Gay Pride, quaranta giorni di festa
Da domani incontri e dibattiti sui diritti

Presentato il programma della manifestazione dell'orgoglio omosessuale. Sabato prossimo la fiaccolata mentre il 29 la sfilata.
un momento della manifestzione della scorsa edizione
Un momento della manifestzione della scorsa edizione

Marcia a suon di musica al Poetto il 28 giugno con migliaia di persone per difendere i diritti di lesbiche, gay, bisessuali, transessuali e transgender. Ma anche momenti di approfondimento per capire se chi è omosessuale può esercitare gli stessi diritti degli altri. Per l'edizione 2013 della "Queeresima", iniziativa organizzata dall'associazione culturale Arc con il patrocinio di Comune e Provincia di Cagliari, sono previsti una ventina di appuntamenti nell'arco di 40 giorni. Si comincia domani con la proiezione in via Lanusei, al Centro di documentazione e studi delle donne, di tre film. Si continua il giorno dopo con "Homocausto", iniziativa per ricordare le vittime omosessuali delle deportazioni naziste. E si scende subito in strada il 18 con una fiaccolata contro tutte le vittime della transfobia e dell'omofobia passando per piazza Palazzo, Bastione, via Manno, piazza Savoia e piazza San Sepolcro.

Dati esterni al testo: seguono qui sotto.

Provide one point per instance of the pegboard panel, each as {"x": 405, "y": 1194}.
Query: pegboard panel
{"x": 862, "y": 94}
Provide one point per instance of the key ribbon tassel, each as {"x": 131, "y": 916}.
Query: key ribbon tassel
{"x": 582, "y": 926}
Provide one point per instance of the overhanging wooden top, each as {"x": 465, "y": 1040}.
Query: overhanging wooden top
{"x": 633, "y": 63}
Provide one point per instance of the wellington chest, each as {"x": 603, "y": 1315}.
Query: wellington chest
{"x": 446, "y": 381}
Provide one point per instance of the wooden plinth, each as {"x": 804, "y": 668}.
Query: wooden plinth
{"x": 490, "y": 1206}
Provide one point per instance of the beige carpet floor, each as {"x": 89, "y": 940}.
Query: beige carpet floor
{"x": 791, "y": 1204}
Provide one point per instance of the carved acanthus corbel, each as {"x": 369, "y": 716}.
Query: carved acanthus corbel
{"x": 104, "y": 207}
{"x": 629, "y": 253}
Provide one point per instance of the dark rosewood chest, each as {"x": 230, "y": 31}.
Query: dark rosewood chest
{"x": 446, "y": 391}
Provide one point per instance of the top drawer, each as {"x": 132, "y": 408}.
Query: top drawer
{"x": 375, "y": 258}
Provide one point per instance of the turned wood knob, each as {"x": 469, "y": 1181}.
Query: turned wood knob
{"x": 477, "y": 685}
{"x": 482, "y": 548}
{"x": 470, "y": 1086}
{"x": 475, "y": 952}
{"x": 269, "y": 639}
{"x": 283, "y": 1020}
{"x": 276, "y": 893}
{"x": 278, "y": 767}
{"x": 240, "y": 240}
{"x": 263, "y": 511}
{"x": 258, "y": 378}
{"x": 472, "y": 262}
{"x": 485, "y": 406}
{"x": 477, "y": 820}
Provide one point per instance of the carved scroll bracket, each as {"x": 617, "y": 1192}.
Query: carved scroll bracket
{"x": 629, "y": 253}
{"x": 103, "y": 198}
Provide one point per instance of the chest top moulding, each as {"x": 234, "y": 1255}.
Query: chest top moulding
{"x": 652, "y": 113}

"La matrice di odio verso i gay - ha detto Carlo Cotza, portavoce di Arc - è la stessa che si manifesta contro le donne o gli immigrati. Il Pride è la festa conclusiva, ma non il momento più importante: abbiamo creato una piattaforma inclusiva che dà spazio a chi difende tutti questi diritti". Numeri che crescono: seimila persone nel 2012 avevano sfilato in riva al mare, ma quest'anno potrebbero essere molte di più con l'arrivo di ospiti da oltre Tirreno e da mezza Europa. Un'occasione anche turistica: sono già arrivate diverse prenotazioni in hotel e bed and breakfast. Madrina dell'edizione di quest'anno sarà la cantante Rosella Faa.

"Cagliari è città accogliente - ha sottolineato l'assessore al Turismo Barbara Argiolas durante la presentazione dell'evento, presenti anche i presidenti delle commissioni Cultura e Affari generali Francesca Ghirra e Filippo Petrucci e l'assessore alle Politiche giovanili della Provincia Marta Ecca - e spiace, mi riferisco ai commenti letti su internet, che ci sia ancora qualcuno che non accetta le diversità. Cagliari è una città di 150mila minoranze: non ci sono discriminazioni o privilegi".